Çok açık söylüyorum: Bu yapıp edilenler ipe un sermenin ötesinde bir ihanet senaryosunun adıdır. Pensilvanya’daki deccale verilen rolün siyaset formuna dönüştürülmüş bir biçimidir bu.
15 Temmuz ihaneti şekil değiştirerek devam ediyor. Bu ihanetin arkasında FETÖ ve PKK’nın iplerini elinde tutan malum güç odakları var. Bunların başını ise ABD çekiyor.
“Üst akıl” dediğimiz güç odaklarının doğrudan Erdoğan liderliğini hedef alan Türkiye düşmanlıklarının içeriye hangi figüranlar üzerinden ne tür kirli ve kanlı kumpaslarla taşındığı artık görülüyor.
Onların oyunları erken seçim kararıyla bozulduğu için fena halde rahatsızlık duyuyorlar.
ABD Dışişleri Bakanlığı Sözcüsünün “Türkiye’de OHAL altında yapılacak bir seçimin özgür, adil ve şeffaf olamayacağına inandığımız için endişeliyiz!” demesi, ülkemize kimlerin marifetiyle nasıl bir tehlikeli kumpasın kurulmak istendiğinin göstergesidir.
Türkiye demokrasisine yönelik darbe girişiminden “endişe duymayan“, en fenası o darbe girişimin arkasındaki İblis’i kendi topraklarında korumaya ve kollamaya devam eden ABD özgür, adil ve şeffaf bir seçimden yana endişe duyduğunu söylüyorsa oturup düşünmek lazım.
ABD’nin demokrasi adına endişe duyduğuna inananların aklına şaşarım. Çok şükür halkımız o Amerika’nın gerçek amacının farkındadır.

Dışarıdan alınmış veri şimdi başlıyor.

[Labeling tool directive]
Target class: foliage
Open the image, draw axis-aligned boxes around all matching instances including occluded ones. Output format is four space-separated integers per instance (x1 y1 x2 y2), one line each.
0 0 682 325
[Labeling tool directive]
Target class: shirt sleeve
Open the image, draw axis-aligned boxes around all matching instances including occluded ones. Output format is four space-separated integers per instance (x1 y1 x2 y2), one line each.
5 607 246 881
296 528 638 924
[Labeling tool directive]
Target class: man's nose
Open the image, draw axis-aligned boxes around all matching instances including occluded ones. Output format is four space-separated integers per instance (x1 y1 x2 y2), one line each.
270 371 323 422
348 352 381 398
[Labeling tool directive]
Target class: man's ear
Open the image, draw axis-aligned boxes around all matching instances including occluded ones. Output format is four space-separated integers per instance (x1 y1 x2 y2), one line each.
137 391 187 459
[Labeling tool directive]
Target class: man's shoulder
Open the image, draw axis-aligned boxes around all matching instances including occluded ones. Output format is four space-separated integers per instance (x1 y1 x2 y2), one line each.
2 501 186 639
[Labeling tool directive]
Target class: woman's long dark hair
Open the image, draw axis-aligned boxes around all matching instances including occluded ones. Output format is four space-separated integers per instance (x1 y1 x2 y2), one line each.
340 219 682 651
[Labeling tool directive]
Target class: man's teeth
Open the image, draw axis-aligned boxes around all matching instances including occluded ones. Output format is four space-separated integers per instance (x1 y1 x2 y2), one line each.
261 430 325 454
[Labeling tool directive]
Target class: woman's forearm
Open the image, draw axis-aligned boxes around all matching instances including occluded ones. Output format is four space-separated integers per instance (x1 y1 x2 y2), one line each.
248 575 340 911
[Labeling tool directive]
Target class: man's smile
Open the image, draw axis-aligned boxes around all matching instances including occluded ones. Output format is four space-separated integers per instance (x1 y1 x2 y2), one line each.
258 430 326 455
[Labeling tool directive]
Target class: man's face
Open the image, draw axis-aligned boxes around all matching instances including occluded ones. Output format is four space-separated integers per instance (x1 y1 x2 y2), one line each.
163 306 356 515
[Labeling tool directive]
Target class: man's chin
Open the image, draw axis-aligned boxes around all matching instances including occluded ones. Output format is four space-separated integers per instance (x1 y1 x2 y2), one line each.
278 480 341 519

Kendi başkanlık seçimlerindeki endişeleri izale edeceklerine Türkiye’ye özgür, adil ve şeffaf seçim üzerinden küstahça ve kibirlice parmak sallayan o Amerika’nın niye rahatsız olduğunu çok iyi biliyoruz. Halkımız da çok iyi biliyor. O yüzden diyoruz ki başaramayacaksınız.
15 Temmuz’da başaramadığınızı figüranlarınız üzerinden siyaset yoluyla asla başaramayacaksınız. Başaramayacağınızı yaptırdığınız anketler sayesinde bildiğiniz için endişe duyuyorsunuz. Endişe duymaya devam ediniz.
15 Temmuz’da başaramadığınızı 24 Haziran’da asla başaramayacaksınız.
Erdoğan’ın birinci turda açık ara farkla seçileceği ve cumhur ittifakının da Meclis’te çoğunluğa sahip olacağı gerçeği yüreğinize endişe salıyor.
Endişenizin demokrasi adına olmadığını söylemek bile gereksiz.
Asker kılığındaki figüranlarınızın başaramadıklarını siyasi figüranlarınızın başarmasına asla milletimiz izin vermeyecektir.
Aziz milletimiz siyasi figüranlar üzerinden sahneye koymak istediğiniz ihanet senaryosunu 24 Haziran’da 15 Temmuz ruhuyla sandığa gömecektir.